Manual test scripts are executed by testers who are able to make decisions, judgements and evaluations. As a result, manual tests are often able to cover large areas of the system under test hitting a large number of test conditions. A manual test can easily become a large sprawling, description covering many areas of the application and this can be a very useful manual test. However, this would not be an advisable design for an automated test.
Automated tests that attempt to cover every point that a manual test covers tend to be brittle. They have a tendency to break more often and also annoyingly, an automated test will often stop completely when it hits a failure or an error meaning that later steps do not get run. This can mean that, in order to complete a testing run, some minor problem with a larger script can need to be resolved. In my experience, it’s far easier to have these assertions within separate tests, so that other tests can be run independently.
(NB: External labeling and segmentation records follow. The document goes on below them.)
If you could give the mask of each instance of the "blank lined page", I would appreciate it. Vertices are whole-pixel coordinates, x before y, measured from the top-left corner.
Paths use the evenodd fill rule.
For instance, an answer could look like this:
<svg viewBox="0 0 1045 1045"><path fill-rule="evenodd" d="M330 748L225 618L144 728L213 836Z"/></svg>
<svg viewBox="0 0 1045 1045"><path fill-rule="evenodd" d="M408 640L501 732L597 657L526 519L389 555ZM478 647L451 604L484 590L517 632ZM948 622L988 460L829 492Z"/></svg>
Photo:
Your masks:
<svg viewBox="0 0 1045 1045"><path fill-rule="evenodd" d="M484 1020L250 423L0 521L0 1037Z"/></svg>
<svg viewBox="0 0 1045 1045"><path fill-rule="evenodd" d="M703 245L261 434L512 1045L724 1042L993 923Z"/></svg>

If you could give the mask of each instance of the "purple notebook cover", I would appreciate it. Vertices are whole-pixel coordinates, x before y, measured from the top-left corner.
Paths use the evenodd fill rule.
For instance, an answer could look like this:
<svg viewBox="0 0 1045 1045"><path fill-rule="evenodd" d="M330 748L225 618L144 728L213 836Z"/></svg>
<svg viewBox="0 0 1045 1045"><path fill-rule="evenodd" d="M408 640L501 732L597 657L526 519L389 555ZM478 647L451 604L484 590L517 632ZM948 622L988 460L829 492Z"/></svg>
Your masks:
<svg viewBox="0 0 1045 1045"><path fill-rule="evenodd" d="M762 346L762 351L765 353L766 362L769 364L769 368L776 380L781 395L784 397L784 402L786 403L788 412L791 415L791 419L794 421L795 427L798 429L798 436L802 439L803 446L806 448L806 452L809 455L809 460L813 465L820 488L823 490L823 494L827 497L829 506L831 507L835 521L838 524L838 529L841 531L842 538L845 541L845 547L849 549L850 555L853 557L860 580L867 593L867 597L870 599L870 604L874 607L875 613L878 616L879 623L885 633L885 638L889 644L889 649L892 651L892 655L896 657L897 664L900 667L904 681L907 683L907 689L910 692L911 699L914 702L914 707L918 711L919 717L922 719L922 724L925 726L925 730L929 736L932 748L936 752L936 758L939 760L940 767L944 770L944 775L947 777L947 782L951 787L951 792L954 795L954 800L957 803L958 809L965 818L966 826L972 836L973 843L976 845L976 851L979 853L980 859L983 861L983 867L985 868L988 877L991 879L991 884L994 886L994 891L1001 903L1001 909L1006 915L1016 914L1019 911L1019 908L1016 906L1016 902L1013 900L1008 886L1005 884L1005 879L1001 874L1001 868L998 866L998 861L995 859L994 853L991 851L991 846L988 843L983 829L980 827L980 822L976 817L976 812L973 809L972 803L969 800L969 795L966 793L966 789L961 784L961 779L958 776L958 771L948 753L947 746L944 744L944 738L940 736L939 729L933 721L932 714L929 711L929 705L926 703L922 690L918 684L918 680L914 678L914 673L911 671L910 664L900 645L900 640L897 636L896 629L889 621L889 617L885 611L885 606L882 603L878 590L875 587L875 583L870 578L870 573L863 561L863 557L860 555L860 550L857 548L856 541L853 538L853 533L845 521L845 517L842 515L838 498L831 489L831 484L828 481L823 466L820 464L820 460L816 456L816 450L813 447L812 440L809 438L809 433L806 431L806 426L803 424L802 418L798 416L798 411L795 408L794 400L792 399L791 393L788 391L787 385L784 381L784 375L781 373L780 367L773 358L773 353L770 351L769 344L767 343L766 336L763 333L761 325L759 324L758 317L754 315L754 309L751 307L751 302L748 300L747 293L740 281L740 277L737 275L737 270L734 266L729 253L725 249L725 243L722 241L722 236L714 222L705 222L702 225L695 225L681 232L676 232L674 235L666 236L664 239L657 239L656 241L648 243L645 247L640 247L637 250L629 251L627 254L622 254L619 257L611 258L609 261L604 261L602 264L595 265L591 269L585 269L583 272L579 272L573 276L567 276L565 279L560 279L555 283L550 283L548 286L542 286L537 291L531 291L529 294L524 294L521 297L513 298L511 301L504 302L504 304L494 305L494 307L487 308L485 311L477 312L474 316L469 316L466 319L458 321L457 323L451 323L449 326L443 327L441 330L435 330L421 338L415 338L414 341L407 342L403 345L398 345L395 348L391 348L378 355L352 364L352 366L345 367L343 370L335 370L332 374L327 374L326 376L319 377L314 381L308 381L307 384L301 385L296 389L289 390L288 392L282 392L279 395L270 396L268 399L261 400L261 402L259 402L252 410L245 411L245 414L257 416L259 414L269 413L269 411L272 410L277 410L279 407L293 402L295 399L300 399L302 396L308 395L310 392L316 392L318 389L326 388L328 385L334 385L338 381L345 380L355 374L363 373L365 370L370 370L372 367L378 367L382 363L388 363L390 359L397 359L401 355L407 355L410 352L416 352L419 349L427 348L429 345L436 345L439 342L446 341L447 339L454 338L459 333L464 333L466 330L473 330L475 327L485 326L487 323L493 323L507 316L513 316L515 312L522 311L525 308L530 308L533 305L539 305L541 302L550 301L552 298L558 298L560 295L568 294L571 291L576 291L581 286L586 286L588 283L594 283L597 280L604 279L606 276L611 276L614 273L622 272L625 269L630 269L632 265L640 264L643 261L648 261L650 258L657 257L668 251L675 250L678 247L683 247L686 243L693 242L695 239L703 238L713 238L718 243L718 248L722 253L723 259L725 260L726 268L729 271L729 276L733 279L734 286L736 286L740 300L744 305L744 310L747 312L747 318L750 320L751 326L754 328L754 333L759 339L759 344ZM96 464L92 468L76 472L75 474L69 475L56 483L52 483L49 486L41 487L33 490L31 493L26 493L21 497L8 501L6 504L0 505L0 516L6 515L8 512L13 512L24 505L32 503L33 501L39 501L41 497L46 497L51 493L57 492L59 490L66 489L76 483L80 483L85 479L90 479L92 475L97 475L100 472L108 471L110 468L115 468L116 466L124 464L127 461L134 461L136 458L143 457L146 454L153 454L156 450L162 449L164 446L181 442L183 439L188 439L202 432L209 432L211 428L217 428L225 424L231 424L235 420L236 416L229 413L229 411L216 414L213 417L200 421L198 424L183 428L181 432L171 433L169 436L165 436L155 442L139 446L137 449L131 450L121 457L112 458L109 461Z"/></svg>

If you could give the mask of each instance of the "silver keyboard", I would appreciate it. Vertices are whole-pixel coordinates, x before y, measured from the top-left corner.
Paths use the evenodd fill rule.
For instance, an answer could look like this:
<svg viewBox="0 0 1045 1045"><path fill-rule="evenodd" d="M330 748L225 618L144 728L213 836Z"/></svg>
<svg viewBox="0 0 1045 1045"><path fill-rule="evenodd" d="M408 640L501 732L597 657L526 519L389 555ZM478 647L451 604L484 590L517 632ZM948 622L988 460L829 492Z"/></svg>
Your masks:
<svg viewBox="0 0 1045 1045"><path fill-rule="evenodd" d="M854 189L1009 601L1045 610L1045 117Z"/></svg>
Over time I have found that, large automated tests that attempt to literally replicate manual test scripts, become a considerable maintenance headache. Particularly, as they tend to frequently fall over when you really want to run them. The frustration can lead to major disillusionment with the automated test effort itself.
Blindly attempting to automate entire manual tests could also block gaining the maximum benefit from the test automation effort. A manual test in itself may not be easily automatable – but individual parts of it may be and by automating those, the manual test script could be reduced in size.
Manual test scripts tend to be most efficient when hitting as many areas of the application in the shortest amount of time possible. In contrast, automated test scripts tend to be more efficient when hitting as few areas of the application as needed.
It could be argued that one of the reasons why automation often ‘involves automating a manual process already in place that uses a formalized testing process’ is because automation is often introduced for the first time onto existing projects that already have manual tests, this may inevitably lead to the temptation to simply automate existing manual scripts. I would ask myself though, if the test had been automated from the outset, would I have designed the test the same was as I would a manual test? - I feel that my honest answer is ‘No’.
So although existing manual tests clearly can be useful documentation for automated testing in that they can show what is currently being tested and how, they should not dictate the design of the automated tests themselves. In my opinion, good manual test designs explain to a human how to test the features of the application most efficiently; good automated test designs make it easy for machine logic to exercise important features quickly and in my opinion, these are very different engineering problems.